Compared with generic drugs using chemically synthesized APIs, the cost of developing a biosimilar product may be more expensive because of the cost and time for additional analytical and clinical testing. Estimates for developing a biosimilar product may be between $10 million and $50 million compared with between $1 million and $2 million for developing a generic drug using chemically synthesized APIs, according to CPA (1).

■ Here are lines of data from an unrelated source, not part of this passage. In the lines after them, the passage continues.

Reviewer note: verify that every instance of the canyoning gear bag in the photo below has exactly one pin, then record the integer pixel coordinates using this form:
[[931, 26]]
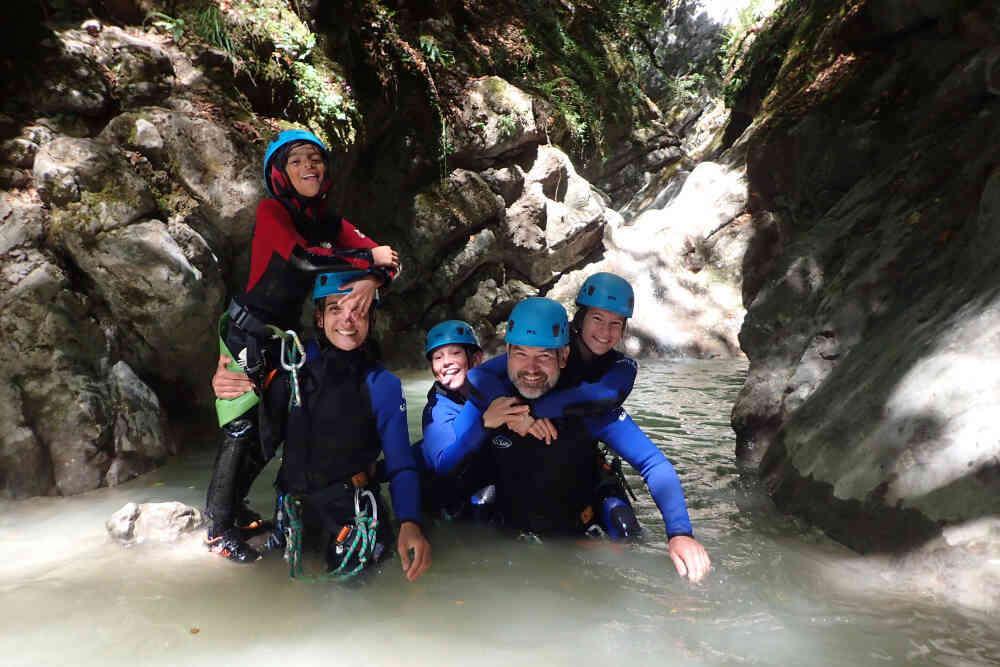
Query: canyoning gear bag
[[229, 409], [612, 496], [544, 488]]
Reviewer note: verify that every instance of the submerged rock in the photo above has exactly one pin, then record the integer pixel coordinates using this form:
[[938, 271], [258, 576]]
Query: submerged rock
[[158, 522]]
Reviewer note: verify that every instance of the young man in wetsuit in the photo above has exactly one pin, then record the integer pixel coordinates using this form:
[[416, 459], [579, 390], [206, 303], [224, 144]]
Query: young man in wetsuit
[[351, 411], [295, 237], [452, 349], [547, 487]]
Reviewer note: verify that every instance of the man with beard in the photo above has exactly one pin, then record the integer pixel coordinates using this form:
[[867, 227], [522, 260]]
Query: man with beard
[[546, 485]]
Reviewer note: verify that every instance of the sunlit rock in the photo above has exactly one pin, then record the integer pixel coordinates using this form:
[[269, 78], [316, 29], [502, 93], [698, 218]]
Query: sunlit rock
[[495, 118]]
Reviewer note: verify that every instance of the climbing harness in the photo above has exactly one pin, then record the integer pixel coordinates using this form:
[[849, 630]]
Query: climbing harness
[[355, 543]]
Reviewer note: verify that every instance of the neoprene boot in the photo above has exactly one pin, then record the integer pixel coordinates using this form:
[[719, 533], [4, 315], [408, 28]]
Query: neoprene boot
[[224, 538], [252, 462]]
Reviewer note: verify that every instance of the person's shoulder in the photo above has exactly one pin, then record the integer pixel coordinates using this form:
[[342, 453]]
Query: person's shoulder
[[622, 358], [380, 376]]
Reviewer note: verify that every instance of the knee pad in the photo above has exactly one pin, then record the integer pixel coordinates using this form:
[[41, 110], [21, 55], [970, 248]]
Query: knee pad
[[618, 518]]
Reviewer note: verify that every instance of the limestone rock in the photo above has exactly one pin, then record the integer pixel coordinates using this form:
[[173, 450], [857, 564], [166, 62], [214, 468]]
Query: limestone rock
[[495, 119], [557, 221], [157, 522], [216, 166]]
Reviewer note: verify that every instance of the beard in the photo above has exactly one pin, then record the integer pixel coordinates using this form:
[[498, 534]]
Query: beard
[[532, 390]]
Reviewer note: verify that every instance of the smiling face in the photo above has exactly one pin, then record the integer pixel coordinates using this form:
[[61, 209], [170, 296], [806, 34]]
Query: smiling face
[[601, 330], [534, 371], [345, 329], [449, 364], [306, 169]]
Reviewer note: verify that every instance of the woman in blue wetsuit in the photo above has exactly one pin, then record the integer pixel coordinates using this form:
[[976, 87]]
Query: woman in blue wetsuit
[[295, 237], [597, 380], [352, 410], [452, 349], [549, 487]]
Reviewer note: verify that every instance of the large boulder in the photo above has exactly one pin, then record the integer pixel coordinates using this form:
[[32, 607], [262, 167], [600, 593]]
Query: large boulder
[[205, 166], [685, 263], [556, 222], [136, 523]]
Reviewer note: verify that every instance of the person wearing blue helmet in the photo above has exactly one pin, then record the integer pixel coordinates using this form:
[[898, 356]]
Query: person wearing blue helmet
[[597, 377], [452, 349], [295, 237], [351, 410], [546, 487]]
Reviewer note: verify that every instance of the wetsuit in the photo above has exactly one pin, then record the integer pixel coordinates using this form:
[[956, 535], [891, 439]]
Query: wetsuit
[[615, 428], [293, 240], [448, 494], [352, 411]]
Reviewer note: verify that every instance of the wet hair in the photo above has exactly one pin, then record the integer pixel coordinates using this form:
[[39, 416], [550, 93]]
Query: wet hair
[[280, 158], [576, 324]]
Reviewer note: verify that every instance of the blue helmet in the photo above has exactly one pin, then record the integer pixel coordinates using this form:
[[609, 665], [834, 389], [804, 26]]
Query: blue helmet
[[278, 175], [450, 332], [333, 283], [538, 322], [607, 291]]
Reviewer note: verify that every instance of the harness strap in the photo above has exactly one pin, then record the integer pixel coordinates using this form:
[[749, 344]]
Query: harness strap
[[361, 547]]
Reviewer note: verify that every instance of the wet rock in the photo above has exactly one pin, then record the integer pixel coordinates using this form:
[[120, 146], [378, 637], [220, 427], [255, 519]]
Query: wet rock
[[557, 221], [157, 522], [874, 338], [222, 173], [685, 263]]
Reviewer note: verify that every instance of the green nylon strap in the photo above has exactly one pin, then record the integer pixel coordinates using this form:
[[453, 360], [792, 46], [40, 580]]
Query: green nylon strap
[[363, 545]]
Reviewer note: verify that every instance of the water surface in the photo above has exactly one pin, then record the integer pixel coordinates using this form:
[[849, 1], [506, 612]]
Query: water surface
[[779, 593]]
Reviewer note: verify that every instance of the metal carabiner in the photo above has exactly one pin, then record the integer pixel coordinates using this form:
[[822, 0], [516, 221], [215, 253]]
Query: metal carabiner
[[297, 347], [371, 499]]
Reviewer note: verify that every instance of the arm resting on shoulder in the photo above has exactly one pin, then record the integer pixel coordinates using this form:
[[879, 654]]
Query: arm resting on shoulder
[[626, 438], [389, 407], [590, 398]]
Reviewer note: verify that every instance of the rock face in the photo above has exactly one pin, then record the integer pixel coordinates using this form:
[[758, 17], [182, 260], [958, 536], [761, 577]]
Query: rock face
[[482, 240], [131, 224], [875, 340]]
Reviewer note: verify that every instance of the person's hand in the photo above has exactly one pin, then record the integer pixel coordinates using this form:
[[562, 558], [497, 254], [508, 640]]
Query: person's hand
[[504, 410], [384, 255], [544, 429], [229, 384], [361, 295], [690, 558], [411, 538]]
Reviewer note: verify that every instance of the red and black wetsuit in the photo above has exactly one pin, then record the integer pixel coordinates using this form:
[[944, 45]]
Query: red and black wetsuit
[[278, 281]]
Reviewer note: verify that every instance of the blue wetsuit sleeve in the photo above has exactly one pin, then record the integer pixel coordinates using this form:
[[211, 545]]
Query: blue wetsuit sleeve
[[389, 407], [626, 438], [449, 440], [590, 398]]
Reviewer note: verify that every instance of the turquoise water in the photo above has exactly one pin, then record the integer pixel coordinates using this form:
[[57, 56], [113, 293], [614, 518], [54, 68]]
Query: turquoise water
[[779, 593]]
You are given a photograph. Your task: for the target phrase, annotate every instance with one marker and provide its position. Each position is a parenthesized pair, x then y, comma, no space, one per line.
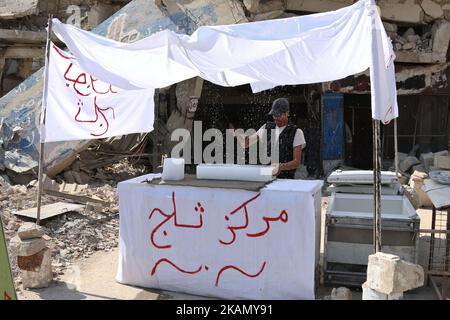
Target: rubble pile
(69,236)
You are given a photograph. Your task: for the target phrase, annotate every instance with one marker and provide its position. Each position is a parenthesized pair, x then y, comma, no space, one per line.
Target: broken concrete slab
(76,198)
(316,5)
(416,182)
(18,162)
(427,159)
(30,230)
(341,293)
(42,276)
(371,294)
(49,184)
(50,210)
(30,247)
(13,9)
(432,9)
(441,36)
(407,164)
(388,274)
(442,162)
(268,15)
(406,11)
(418,167)
(136,20)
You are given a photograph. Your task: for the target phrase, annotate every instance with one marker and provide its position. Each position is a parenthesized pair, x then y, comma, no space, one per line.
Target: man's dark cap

Despite these challenges, biosimilars are projected to enjoy strong market growth. The biogeneric API market was valued at $1.16 billion in 2007, and $1.28 billion in 2008. The market is expected to reach $3.36 billion by 2011, representing average annual growth of 30.3% (1). This rate of growth, albeit from a much smaller base, is more than double the rate of growth for innovator’s biotech-based APIs. The market for innovative biotech APIs was nearly $8.00 billion in 2007 and $8.84 billion in 2008. The market for innovative biotech APIs is expected to increase at an annual average growth rate of 12.3% to reach $12.71 billion by 2011 (1).
On a geographic basis, China dominates the global market for biogeneric APIs with a projected value of $685 million or 58.8% of the global market in 2007, according to CPA (1). India accounts for $95 million or 8.1%, and other Asia-Pacific countries, $80 million or 6.9%. The dominance of Asian countries, particularly China, for generic biotech-based APIs is expected to continue. The market in China is expected to increase at an average annual growth rate of nearly 30% to reach $1.95 billion and by nearly 27% in India to reach $245 million by 2011 (1). In total, China, India, and other Asia-Pacific countries are expected to account for nearly 71% of the global market for generic biotech-based APIs by 2011. In contrast, the regulated markets in North America and Western Europe, where the regulatory framework for biosimilars is still unfolding, are projected to count for only 10% of the global market for generic biotech APIs by 2011. Western Europe is projected to account for $235 million, or 7.0%, and North America only $90 million or 3.1% (1).
Erthyopoietin is expected to be the leading biogeneric API by 2011, accounting for $1.35 billion of 40.2% of the global market, followed by granulocyte colony-stimulating factors at $800 million or 23.8%. Human growth hormone and interferon alpha are projected to account for 7.4% and 8.6%, respectively (1).
1. “World Biotech APIs Market,” Chemical Pharmaceutical Generic Association (Milan, Italy, 2008).